Nunca foi amor, mas insiste tanto em ser
Estava a pensar em não vir. No fundo, estou a pensar nisso até agora. Mas fico aqui, com cara de taxo, olhando as tuas coisas bagunçadas, os meus neurónios bagunçados, o meu coração bagunçado, o meu vestido bagunçado e tudo que estava quase arrumado em mim se confunde num segundo quando ele se aproxima como quem já aceitou casar comigo, mas não disse “sim”. Apenas me mira com sorriso de bobo me revirando ainda mais. Uma grata desgraça.
Eu não queria vir. Na verdade, eu queria. Eu não queria era vir aqui, me apaixonar mais ainda e ter que ir embora sozinha. Porque sempre que venho, ele entra em mim, mas não mora. Ele me abraça, mas não me prende. Ele é meu par, mas não meu companheiro. Ele se deita, mas não fica. E eu continuo aqui sozinha mesmo sendo dois. Solidão besta. Não é fácil gostar dele. Já quis o matar tantas vezes. Mas ainda não morri.

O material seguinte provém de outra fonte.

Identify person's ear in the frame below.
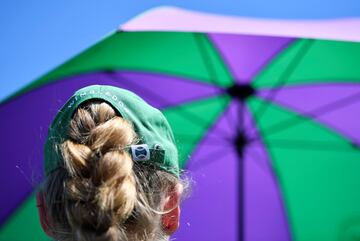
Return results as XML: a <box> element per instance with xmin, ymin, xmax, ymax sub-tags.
<box><xmin>162</xmin><ymin>183</ymin><xmax>183</xmax><ymax>236</ymax></box>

Juro que vou embora antes mesmo dele entrar no banho. Mas ele sem camisa parece um canto sagrado. Mesmo com as leves marcas de queimadura na barriga só porque não sabe nem fritar um bife sem se machucar. Ele me pede faz-um-lanche? e eu já proponho banquete nupcial. Ele me pede umas horas no dia e eu já quero décadas juntos. Ele me pede um tiquinho de qualquer coisa e eu já venho com temporadas completas. Deve ser isso. Meu erro é mergulhar de cabeça, enquanto ele ainda molha os tornozelos. Quero saltar do avião e ele deseja apenas uma companhia para quando estiver nas nuvens. “Eu quero meter”, ele diz. “Eu quero te ter”, penso.
Nunca foi amor, mas insiste tanto em ser.